You must also take a close look at your expenses and think of ways to lower them and free up some cash to use towards your debt repayments. This could vary from moving to a cheaper accommodation, canceling your TV subscription or cutting back on recreational spending.
Before you commit to taking on any new debt, carefully consider how you will pay it off and whether it is a justifiable decision to even begin with.
Debt panellist 3: Michael Routledge, the founder of the debt advice site savememoney.ae
I'm sorry to hear your situation has reached this point. Borrowing from friends is never simple. I don't think I've come across a single case where borrowing from friends works out well. Normally it culminates in the end of a friendship.
At present you owe Dh243,600, which is an exceptionally large amount for someone earning Dh15,000 per month. Based on a 50 per cent debt burden ratio, your monthly payments would be Dh7,500 which would take you around three years to clear the debt. I suggest you download our free debt support package (http://www.savememoney.ae/product/debt-support-services/), which will help you prepare a statement of accounts to offer your lenders a clear and transparent view of your finances. You should also contact the Al Etihad Credit Bureau and request your credit report.
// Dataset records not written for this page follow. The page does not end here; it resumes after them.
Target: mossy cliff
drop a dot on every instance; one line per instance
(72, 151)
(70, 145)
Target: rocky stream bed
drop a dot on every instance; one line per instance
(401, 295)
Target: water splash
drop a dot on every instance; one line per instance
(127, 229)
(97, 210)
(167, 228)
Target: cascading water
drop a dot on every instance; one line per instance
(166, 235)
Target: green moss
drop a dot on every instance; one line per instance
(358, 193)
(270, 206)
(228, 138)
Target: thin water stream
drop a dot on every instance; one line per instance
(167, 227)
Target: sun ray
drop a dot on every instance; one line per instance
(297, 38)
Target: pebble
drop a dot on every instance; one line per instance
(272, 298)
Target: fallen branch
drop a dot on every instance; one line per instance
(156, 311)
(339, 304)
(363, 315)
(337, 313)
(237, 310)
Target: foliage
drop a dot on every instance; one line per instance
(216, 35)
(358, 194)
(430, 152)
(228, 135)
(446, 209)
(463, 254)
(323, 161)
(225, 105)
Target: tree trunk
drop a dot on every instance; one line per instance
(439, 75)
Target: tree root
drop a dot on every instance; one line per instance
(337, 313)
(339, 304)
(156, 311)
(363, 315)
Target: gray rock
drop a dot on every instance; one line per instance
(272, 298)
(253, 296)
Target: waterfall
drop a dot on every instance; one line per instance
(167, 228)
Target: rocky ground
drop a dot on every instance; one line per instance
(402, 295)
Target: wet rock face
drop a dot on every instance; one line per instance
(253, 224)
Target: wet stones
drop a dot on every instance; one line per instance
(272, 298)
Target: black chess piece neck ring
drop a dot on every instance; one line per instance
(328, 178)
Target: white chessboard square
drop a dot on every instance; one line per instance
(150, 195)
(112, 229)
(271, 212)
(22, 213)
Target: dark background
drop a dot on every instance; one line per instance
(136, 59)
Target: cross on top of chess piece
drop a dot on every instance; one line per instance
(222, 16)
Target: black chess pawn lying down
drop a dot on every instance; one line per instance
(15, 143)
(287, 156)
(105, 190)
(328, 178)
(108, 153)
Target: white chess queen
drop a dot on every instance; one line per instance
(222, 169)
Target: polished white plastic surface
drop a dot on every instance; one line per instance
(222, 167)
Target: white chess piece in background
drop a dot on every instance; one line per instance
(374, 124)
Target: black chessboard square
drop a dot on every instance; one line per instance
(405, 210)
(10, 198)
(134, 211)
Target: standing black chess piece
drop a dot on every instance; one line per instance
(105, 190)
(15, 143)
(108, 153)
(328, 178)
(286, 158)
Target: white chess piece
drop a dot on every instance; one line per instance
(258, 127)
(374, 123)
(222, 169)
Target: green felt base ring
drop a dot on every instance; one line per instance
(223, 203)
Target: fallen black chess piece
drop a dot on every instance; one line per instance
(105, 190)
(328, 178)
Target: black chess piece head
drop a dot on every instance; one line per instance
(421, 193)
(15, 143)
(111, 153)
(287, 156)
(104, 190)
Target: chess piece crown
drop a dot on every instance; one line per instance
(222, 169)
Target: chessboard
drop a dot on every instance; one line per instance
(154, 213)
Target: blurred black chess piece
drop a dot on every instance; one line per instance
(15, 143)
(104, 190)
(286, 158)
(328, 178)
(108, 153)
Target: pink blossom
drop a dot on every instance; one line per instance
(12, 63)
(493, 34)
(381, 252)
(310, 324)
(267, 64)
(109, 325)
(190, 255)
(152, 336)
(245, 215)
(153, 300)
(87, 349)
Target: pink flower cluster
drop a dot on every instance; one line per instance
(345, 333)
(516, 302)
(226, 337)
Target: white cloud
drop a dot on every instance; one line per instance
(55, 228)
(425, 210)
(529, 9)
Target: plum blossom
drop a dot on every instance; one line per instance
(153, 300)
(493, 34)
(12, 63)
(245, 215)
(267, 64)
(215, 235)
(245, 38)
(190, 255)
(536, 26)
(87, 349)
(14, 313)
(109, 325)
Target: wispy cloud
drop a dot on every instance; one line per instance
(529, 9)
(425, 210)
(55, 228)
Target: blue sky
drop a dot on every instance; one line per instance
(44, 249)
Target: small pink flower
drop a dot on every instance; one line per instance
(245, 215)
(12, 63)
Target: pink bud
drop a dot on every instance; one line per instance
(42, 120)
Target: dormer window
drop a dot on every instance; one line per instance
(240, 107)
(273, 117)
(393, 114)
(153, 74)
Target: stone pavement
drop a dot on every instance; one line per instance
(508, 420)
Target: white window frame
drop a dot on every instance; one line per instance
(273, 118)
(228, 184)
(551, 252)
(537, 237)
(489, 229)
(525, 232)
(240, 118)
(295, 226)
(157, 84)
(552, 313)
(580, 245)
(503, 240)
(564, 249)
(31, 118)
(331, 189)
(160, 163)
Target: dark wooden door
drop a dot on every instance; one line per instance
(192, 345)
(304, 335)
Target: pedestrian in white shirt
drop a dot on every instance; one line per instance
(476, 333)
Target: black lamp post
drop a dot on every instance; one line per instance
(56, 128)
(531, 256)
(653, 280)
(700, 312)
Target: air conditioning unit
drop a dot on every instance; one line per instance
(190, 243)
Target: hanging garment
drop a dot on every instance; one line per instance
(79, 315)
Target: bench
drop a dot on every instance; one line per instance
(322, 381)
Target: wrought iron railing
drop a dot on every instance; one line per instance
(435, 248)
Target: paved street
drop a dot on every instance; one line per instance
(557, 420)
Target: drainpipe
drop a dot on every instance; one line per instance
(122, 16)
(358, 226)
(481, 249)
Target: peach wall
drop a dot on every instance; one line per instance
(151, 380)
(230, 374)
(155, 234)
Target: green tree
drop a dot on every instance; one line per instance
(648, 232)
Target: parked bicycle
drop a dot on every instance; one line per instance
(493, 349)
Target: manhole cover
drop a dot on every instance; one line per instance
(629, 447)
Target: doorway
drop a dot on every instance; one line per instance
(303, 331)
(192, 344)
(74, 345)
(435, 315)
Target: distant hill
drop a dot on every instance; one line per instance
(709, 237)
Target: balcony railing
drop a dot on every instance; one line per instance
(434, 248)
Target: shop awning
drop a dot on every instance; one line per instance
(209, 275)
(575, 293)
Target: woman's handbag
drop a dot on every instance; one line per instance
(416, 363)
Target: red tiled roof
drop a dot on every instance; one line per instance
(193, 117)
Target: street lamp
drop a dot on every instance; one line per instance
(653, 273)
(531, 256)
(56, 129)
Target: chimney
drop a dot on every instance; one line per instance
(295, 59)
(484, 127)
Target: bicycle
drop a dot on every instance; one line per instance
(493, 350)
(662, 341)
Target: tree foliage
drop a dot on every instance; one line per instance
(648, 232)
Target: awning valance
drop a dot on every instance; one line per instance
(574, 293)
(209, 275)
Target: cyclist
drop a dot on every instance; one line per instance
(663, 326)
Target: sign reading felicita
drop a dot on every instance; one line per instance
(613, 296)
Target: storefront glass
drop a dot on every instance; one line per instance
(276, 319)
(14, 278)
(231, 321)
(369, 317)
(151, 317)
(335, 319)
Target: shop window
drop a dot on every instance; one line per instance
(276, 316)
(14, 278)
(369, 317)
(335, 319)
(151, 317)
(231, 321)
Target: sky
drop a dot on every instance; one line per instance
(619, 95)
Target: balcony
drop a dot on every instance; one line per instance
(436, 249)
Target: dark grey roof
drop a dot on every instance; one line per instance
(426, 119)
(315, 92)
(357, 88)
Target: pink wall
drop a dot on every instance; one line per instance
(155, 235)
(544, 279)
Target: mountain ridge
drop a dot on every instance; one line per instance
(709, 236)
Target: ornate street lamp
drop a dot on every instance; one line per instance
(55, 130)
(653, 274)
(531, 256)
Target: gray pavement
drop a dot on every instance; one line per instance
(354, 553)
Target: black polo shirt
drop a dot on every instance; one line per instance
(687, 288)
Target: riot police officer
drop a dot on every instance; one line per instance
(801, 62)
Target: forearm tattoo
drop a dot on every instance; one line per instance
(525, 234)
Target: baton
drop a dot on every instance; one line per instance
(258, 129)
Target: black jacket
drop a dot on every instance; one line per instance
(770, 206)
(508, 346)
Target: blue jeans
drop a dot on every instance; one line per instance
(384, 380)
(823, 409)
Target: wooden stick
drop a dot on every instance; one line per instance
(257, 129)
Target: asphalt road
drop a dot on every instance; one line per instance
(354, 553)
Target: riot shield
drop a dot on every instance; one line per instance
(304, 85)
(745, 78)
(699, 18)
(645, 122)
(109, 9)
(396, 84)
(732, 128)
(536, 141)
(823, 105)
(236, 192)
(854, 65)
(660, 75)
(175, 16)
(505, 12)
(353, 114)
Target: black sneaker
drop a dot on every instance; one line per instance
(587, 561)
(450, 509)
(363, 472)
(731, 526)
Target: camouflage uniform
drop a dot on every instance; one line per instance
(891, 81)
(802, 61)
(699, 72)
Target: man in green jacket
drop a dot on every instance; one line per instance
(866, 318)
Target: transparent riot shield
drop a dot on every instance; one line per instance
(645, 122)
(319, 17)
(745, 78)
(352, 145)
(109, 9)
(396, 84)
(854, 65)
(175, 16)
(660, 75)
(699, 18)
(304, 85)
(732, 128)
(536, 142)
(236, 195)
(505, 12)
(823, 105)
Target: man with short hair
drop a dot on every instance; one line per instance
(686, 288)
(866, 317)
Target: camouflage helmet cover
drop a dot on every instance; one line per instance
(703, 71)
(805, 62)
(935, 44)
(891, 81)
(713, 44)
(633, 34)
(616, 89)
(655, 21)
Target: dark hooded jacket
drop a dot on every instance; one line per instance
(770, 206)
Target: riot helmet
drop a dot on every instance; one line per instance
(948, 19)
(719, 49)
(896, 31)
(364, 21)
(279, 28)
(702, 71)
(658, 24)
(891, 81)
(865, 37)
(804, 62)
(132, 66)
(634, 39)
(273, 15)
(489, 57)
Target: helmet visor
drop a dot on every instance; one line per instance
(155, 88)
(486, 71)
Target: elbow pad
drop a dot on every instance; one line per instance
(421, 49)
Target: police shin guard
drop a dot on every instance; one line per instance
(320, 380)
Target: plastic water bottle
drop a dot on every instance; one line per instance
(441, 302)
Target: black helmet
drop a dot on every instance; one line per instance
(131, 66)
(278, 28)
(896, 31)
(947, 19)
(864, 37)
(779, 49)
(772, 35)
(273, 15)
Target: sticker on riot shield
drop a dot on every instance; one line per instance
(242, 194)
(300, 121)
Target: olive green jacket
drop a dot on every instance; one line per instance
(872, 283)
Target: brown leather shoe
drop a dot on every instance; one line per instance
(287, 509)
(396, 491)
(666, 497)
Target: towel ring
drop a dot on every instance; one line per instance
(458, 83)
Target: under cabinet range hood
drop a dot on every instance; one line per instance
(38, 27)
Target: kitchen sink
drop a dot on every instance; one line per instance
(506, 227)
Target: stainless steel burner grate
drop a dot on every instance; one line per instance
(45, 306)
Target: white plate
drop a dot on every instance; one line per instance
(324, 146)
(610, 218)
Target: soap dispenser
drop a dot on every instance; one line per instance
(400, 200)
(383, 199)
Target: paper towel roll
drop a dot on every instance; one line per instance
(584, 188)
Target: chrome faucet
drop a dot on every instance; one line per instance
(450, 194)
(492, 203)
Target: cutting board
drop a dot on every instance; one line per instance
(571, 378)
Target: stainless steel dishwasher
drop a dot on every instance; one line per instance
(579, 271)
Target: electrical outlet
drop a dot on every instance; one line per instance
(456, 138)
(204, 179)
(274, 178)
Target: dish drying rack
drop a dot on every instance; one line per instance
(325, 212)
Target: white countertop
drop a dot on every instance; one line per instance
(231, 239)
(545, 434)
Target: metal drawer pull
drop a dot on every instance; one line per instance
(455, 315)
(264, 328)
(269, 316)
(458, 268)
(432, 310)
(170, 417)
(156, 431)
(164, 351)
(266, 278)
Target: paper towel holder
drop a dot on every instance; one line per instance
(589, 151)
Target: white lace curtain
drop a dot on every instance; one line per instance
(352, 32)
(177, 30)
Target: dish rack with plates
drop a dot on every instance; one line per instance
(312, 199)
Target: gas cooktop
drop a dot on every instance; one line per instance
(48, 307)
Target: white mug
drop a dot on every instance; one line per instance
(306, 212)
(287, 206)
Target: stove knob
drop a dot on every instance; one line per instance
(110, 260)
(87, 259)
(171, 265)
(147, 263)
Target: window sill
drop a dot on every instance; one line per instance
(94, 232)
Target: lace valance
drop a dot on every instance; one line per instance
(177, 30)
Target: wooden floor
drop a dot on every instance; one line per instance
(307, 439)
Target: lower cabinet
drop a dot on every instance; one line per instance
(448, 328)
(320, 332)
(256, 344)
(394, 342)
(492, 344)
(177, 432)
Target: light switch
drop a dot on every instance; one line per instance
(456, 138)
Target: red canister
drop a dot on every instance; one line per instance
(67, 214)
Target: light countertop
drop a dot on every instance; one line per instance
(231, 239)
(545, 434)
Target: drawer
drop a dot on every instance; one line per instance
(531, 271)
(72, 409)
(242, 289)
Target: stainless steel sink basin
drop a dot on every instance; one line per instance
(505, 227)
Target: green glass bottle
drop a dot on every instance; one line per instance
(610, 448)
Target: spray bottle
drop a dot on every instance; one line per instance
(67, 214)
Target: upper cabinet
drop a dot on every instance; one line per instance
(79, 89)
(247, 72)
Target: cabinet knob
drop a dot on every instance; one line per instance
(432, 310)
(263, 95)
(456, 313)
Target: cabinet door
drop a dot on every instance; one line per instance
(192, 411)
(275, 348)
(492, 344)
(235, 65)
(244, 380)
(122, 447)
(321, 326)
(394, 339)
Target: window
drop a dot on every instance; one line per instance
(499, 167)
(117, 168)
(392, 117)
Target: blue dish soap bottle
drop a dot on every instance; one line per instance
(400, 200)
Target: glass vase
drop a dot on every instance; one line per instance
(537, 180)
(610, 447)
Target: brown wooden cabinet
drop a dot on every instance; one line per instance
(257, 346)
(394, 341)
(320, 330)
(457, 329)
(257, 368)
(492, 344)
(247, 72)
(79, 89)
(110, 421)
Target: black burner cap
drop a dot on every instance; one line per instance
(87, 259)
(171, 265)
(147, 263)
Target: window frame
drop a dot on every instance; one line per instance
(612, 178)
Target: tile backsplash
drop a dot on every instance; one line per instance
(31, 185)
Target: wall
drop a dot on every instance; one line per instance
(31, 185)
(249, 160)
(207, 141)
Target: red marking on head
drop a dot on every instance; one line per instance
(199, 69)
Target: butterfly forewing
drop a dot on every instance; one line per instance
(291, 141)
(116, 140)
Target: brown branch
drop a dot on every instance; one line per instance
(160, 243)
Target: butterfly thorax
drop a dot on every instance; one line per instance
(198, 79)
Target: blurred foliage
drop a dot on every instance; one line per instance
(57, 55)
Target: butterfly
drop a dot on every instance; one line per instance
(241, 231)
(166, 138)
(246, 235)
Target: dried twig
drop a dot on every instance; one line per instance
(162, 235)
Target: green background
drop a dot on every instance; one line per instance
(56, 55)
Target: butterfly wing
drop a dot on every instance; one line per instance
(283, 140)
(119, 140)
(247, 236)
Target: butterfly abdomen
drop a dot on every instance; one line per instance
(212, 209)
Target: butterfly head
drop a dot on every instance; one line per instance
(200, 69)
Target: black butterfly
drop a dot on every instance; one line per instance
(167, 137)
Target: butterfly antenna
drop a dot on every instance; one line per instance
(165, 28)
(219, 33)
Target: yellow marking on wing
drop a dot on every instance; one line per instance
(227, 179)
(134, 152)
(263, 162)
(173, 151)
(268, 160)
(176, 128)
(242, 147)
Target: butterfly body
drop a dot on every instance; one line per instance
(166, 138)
This will offer support to your case when discussing with your lenders. Using the documents provided on our site, you should meet the collections departments of your lenders and request your debts are restructured in such a way that you can afford to service the debt using 50 per cent of your salary.
In most cases, lenders will probably refuse any request to restructure the debt, but persevere and keep pushing towards your goal. Being in debt is a very difficult situation, however I know from experience the feeling you have when you manage to reach agreements with your lenders and are then able to pay off your debt; it's undoubtedly one of the best feelings in the world.
Only you can make this happen, so get your head down and work hard at it - the benefits far outweigh the work.
On this panel this week: Kunal Malani, head of customer value management, UAE and Mena at HSBC Middle East; Ambareen Musa, founder and chief executive of financial comparison site Souqalmal.com and Michael Routledge, the founder of the debt advice site savememoney.ae.